On Sun, Mar 11, 2012 at 04:14:33PM +0100, Ch??-Thanh Christopher Nguy???n wrote:
> Ciaran McCreesh schrieb:
> >> Is there really much of a benefit to this?  I guess for anybody who
> >> runs scripts to mass-manipulate ebuilds it might be helpful, but I
> >> think all the package managers planned on supporting all the EAPIs for
> >> quite a while longer.
> > We have to support them indefinitely. It's not possible to uninstall a
> > package whose EAPI is unknown.
> >
> 
> Would it be feasible to do a pkg_pretend() check and refuse
> install/upgrade if packages with unsupported EAPI  are detected?

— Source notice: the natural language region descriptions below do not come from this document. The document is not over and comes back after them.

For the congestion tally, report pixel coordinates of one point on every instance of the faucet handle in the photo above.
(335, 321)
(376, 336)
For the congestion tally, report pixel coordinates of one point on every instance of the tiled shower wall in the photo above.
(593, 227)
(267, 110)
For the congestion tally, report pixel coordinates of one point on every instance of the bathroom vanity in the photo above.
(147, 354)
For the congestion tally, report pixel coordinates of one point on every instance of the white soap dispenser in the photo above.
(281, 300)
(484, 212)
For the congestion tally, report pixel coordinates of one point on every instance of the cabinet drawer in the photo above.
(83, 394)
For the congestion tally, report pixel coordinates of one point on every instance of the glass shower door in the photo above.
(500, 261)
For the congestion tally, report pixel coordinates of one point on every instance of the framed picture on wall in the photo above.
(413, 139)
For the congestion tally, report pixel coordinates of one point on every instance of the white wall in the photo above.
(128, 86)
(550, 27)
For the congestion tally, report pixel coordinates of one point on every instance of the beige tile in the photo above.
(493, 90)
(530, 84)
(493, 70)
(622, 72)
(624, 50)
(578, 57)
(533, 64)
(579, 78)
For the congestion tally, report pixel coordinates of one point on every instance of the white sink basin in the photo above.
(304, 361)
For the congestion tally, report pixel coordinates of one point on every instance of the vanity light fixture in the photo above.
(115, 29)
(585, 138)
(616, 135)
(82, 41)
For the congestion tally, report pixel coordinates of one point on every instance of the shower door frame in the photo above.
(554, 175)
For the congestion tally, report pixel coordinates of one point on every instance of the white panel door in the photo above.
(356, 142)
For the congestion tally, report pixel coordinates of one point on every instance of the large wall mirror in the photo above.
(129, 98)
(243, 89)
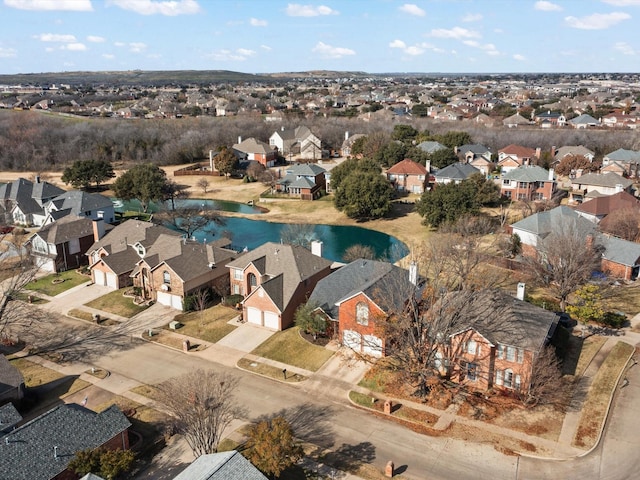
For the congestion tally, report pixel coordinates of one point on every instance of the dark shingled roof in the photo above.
(221, 466)
(29, 452)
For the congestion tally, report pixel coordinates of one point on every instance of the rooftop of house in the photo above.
(221, 466)
(42, 448)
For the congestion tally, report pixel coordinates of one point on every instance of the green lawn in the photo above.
(210, 325)
(52, 286)
(114, 302)
(290, 348)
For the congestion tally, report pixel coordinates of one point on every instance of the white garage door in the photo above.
(372, 346)
(351, 339)
(254, 315)
(99, 278)
(112, 280)
(169, 300)
(271, 320)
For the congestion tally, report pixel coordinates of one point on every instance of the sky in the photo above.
(269, 36)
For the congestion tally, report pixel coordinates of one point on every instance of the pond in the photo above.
(336, 239)
(249, 234)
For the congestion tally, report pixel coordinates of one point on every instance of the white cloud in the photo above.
(137, 47)
(297, 10)
(169, 8)
(50, 5)
(54, 37)
(412, 9)
(328, 51)
(623, 3)
(624, 48)
(455, 32)
(472, 17)
(597, 21)
(546, 6)
(74, 47)
(7, 53)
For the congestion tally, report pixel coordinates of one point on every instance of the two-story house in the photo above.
(274, 280)
(528, 183)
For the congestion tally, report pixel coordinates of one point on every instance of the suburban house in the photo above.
(11, 383)
(622, 161)
(498, 348)
(172, 268)
(304, 180)
(584, 121)
(113, 257)
(596, 209)
(274, 280)
(408, 176)
(42, 448)
(455, 173)
(23, 201)
(514, 156)
(620, 258)
(80, 204)
(528, 183)
(62, 245)
(299, 141)
(470, 152)
(360, 295)
(252, 149)
(229, 465)
(598, 184)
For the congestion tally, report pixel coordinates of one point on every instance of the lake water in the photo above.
(248, 233)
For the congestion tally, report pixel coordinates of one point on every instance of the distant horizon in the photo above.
(489, 37)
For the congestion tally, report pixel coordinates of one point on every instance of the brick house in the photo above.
(42, 448)
(274, 280)
(357, 297)
(528, 183)
(498, 347)
(408, 176)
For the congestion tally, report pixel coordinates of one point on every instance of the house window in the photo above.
(470, 370)
(362, 313)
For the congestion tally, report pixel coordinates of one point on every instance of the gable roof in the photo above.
(457, 171)
(528, 173)
(43, 447)
(408, 167)
(371, 277)
(293, 263)
(221, 466)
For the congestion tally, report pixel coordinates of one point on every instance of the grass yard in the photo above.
(118, 304)
(57, 283)
(290, 348)
(594, 409)
(210, 325)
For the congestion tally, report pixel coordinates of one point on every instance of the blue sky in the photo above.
(265, 36)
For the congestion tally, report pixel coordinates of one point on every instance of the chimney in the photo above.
(413, 273)
(98, 229)
(316, 248)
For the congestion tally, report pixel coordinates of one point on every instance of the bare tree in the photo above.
(565, 259)
(202, 405)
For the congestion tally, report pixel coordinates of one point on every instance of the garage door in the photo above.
(372, 346)
(254, 316)
(112, 280)
(351, 339)
(169, 300)
(271, 320)
(99, 277)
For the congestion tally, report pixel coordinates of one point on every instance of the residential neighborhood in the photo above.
(515, 295)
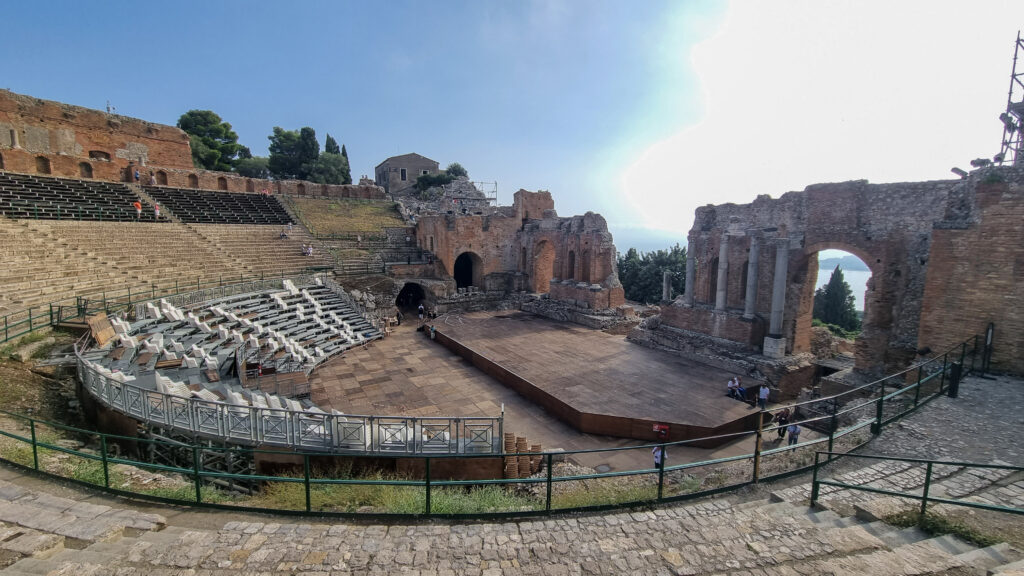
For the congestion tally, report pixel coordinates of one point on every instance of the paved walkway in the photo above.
(48, 529)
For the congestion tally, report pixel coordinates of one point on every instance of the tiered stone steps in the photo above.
(31, 196)
(260, 248)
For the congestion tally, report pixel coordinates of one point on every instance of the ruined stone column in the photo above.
(690, 273)
(774, 345)
(752, 279)
(723, 272)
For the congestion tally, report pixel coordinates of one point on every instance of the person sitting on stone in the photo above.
(733, 388)
(740, 391)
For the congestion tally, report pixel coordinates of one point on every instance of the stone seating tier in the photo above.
(25, 196)
(195, 206)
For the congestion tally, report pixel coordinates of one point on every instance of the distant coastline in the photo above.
(848, 262)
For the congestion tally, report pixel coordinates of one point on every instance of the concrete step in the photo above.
(902, 537)
(951, 544)
(985, 561)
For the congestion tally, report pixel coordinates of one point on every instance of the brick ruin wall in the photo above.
(527, 247)
(945, 256)
(976, 270)
(112, 147)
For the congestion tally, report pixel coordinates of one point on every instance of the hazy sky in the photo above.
(641, 111)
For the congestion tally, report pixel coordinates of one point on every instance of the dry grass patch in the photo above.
(347, 216)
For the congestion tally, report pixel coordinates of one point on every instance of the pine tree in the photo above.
(836, 304)
(347, 174)
(331, 146)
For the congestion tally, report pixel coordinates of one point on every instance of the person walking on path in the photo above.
(658, 452)
(781, 419)
(763, 396)
(794, 430)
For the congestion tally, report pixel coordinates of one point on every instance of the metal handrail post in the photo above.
(879, 409)
(199, 484)
(942, 378)
(974, 352)
(547, 504)
(305, 465)
(660, 474)
(757, 447)
(928, 485)
(833, 425)
(916, 389)
(426, 484)
(102, 456)
(814, 478)
(35, 445)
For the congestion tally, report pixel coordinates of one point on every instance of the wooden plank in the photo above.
(102, 332)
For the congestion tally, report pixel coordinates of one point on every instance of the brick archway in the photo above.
(468, 271)
(888, 227)
(544, 266)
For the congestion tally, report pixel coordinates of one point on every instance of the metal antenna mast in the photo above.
(1012, 151)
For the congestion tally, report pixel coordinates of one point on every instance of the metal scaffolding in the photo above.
(1012, 151)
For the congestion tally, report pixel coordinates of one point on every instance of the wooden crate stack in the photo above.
(521, 466)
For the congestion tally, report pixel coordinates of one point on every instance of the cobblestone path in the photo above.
(43, 533)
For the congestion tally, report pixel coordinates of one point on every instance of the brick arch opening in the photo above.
(411, 296)
(544, 266)
(712, 281)
(468, 271)
(808, 274)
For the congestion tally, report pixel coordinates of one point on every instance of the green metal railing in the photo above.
(425, 492)
(925, 495)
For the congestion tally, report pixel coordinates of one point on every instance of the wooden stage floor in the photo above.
(598, 382)
(407, 374)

The question should be "is it worth doing it", rather than "can we 
hack out something".

As Ciaran said, PM's are going to be supporting EAPI1 indefinitely- 
it's zero cost to do so at this point.  Thus doing what you're 
proposing doesn't gain us anything but complexity.

If people want to enforce the eapi1 is no longer used in the gentoo 
repo, that's fine- we stick a list of acceptable EAPI's into 
its layout.conf.

If you want to block EAPI1 from being further used, go that route; at 
least for pkgcore (and presumably paludis, likely portage), ripping 
out EAPI1 is unlikely to occur anything this side of 2015.